In regards to the headache characteristics presented by COVID-19 patients compared to the headache induced by other viral infections, no apparent differences could be observed. Headache in COVID-19 could be worsened by physical or head movement, felt in either the entire head (holocranial) or unilaterally (hemicranial) and the pain is typically pressing or tightening¹³⁹. It is hypothesized that headaches occurring in COVID-19 patients might be the result of the same mechanisms as observed in influenza A and influenza B infections, which could be related to the activity of cytokines^{173,185–187}. A recent report on dengue-related headache suggested that the headache could be pulsating and either affect the entire brain, only frontal, or orbital area, which may resemble primary headaches reported in COVID-19 patients^139,172,188. Therefore, although we found that headache is more frequent in COVID-19 patients than those of non-COVID-19 patients, diagnosis of COVID-19 should not be based on the presence of a headache.

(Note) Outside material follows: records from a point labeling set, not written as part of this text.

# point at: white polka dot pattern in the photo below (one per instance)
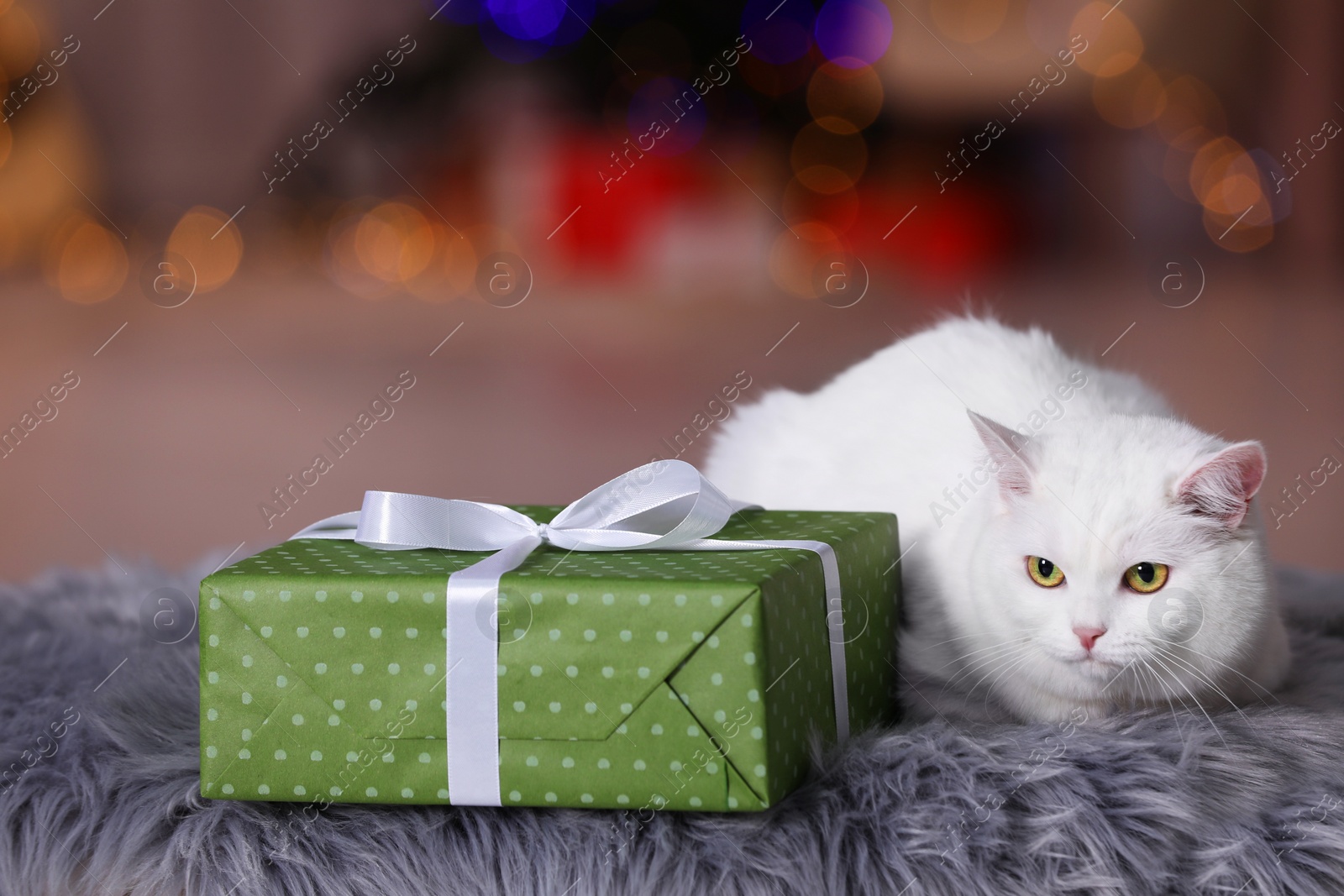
(680, 680)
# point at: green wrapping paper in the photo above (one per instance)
(638, 679)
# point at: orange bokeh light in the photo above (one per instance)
(1131, 100)
(394, 242)
(1189, 105)
(797, 255)
(969, 20)
(1223, 177)
(1242, 231)
(19, 40)
(844, 100)
(212, 244)
(85, 261)
(1115, 45)
(827, 161)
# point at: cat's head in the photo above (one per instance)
(1122, 555)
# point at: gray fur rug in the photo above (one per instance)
(1158, 804)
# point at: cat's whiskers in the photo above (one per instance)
(1001, 653)
(1003, 672)
(1021, 656)
(1234, 671)
(1178, 680)
(1166, 694)
(995, 647)
(1207, 680)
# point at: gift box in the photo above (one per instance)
(622, 679)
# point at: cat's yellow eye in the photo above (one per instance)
(1045, 573)
(1147, 578)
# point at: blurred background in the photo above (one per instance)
(557, 228)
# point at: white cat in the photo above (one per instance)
(1075, 548)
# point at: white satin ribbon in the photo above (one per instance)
(664, 506)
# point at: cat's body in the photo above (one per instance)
(1086, 469)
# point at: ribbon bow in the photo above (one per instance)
(664, 506)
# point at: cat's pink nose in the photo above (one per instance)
(1088, 637)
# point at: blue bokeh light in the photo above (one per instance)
(853, 33)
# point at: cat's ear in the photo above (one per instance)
(1222, 486)
(1005, 450)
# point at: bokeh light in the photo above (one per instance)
(394, 242)
(827, 161)
(1189, 105)
(85, 261)
(528, 19)
(853, 33)
(667, 117)
(1243, 231)
(799, 251)
(969, 20)
(1131, 100)
(779, 33)
(1115, 45)
(844, 100)
(206, 238)
(837, 210)
(20, 40)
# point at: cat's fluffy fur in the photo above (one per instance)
(1085, 466)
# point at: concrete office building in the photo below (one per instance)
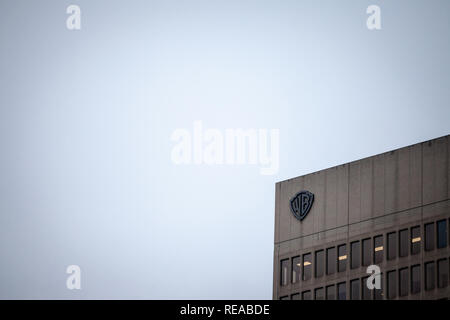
(391, 210)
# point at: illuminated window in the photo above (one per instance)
(392, 245)
(331, 292)
(429, 236)
(342, 292)
(378, 249)
(415, 279)
(342, 258)
(403, 275)
(319, 265)
(355, 289)
(392, 284)
(442, 273)
(403, 243)
(307, 266)
(331, 260)
(319, 294)
(355, 255)
(284, 269)
(306, 295)
(429, 275)
(296, 269)
(442, 234)
(415, 240)
(367, 252)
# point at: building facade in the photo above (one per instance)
(391, 210)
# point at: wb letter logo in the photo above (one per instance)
(74, 280)
(73, 22)
(301, 204)
(374, 281)
(374, 20)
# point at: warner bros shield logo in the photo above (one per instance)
(301, 204)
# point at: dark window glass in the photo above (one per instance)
(442, 233)
(296, 269)
(404, 282)
(354, 289)
(429, 276)
(367, 252)
(429, 236)
(392, 246)
(366, 292)
(442, 273)
(342, 258)
(342, 292)
(403, 243)
(319, 263)
(284, 269)
(319, 294)
(378, 249)
(355, 254)
(415, 279)
(392, 284)
(331, 260)
(415, 240)
(331, 293)
(307, 266)
(306, 295)
(378, 293)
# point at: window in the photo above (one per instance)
(367, 252)
(284, 272)
(307, 266)
(392, 284)
(392, 246)
(378, 293)
(342, 258)
(429, 275)
(306, 295)
(415, 240)
(403, 281)
(442, 234)
(429, 236)
(355, 255)
(378, 249)
(415, 279)
(365, 291)
(354, 289)
(342, 294)
(296, 269)
(331, 292)
(319, 294)
(331, 260)
(403, 243)
(442, 273)
(319, 263)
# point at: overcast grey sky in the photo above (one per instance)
(86, 118)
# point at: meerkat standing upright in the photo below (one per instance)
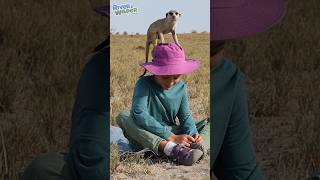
(160, 27)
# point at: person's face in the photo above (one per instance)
(167, 81)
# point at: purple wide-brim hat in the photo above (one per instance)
(103, 10)
(169, 59)
(184, 68)
(232, 19)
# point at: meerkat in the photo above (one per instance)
(160, 27)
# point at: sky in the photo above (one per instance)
(195, 15)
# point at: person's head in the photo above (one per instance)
(234, 19)
(169, 64)
(167, 81)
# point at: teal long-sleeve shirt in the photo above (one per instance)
(233, 154)
(154, 108)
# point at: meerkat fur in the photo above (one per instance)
(160, 27)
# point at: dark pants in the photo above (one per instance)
(49, 166)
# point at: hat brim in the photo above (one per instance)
(103, 10)
(182, 68)
(253, 17)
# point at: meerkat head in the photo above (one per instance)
(173, 15)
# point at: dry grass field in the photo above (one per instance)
(43, 49)
(43, 45)
(127, 52)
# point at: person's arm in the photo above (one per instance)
(185, 115)
(237, 158)
(140, 111)
(88, 152)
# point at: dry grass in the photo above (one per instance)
(43, 45)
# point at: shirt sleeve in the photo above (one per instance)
(185, 116)
(88, 152)
(140, 111)
(237, 158)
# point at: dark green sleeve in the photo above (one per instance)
(234, 155)
(88, 153)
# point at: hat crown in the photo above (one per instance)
(227, 3)
(168, 53)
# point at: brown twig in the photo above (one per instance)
(4, 151)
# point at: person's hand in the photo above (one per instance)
(197, 138)
(183, 139)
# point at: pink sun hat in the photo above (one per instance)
(232, 19)
(169, 59)
(103, 10)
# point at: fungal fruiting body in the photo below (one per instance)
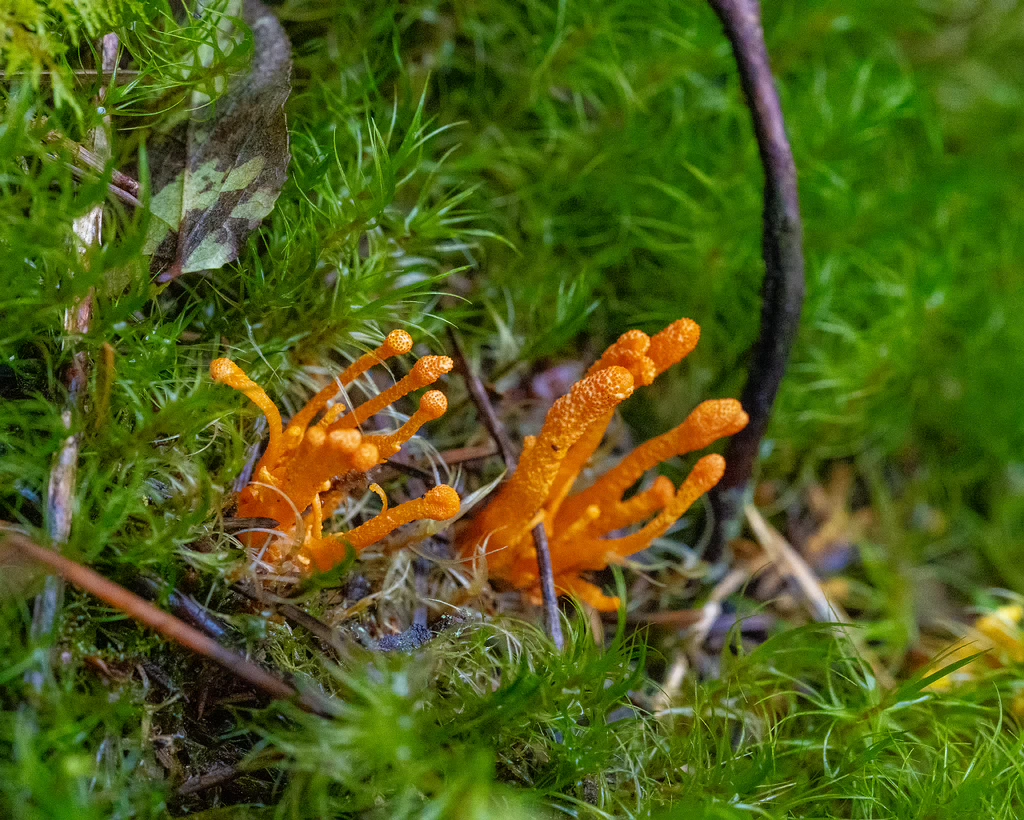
(294, 481)
(578, 525)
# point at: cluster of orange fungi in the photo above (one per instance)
(295, 481)
(578, 524)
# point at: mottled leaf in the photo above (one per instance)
(218, 175)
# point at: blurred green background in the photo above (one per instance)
(609, 144)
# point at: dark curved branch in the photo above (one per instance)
(782, 291)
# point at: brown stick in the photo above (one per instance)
(479, 395)
(60, 489)
(782, 290)
(552, 617)
(171, 628)
(478, 392)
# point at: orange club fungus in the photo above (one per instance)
(294, 481)
(579, 525)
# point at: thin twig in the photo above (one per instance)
(479, 395)
(552, 616)
(60, 488)
(121, 193)
(782, 289)
(298, 616)
(792, 565)
(171, 628)
(217, 776)
(463, 455)
(97, 163)
(184, 606)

In conclusion, headache is a common symptom in COVID-19 cases. Some mechanisms have been proposed as to the mechanism for headaches in COVID-19 such as the activation of the trigeminovascular system by either direct action of the virus or indirect mechanisms induced by cytokine storm, vasculopathy, or ischemia induced by gas exchange disturbance in COVID-19 patients. Extensive efforts must be carried out to provide definitive answers about COVID-19-related headaches. Detailed investigations on the mechanisms by which SARS-CoV-2 attacks the CNS and thus generates headaches are important to improve our understanding on the pathophysiology of COVID-19, and therefore influences possible pharmacological intervention decisions.

Underlying data

All data underlying the results are available as part of the article and no additional source data are required.

Reporting guidelines

Figshare: PRISMA checklist for ‘Global prevalence and pathogenesis of headache in COVID-19: A systematic review and meta-analysis’, https://doi.org/10.6084/m9.figshare.13166783.v1¹⁸⁹

Data are available under the terms of the Creative Commons Attribution 4.0 International license (CC-BY 4.0).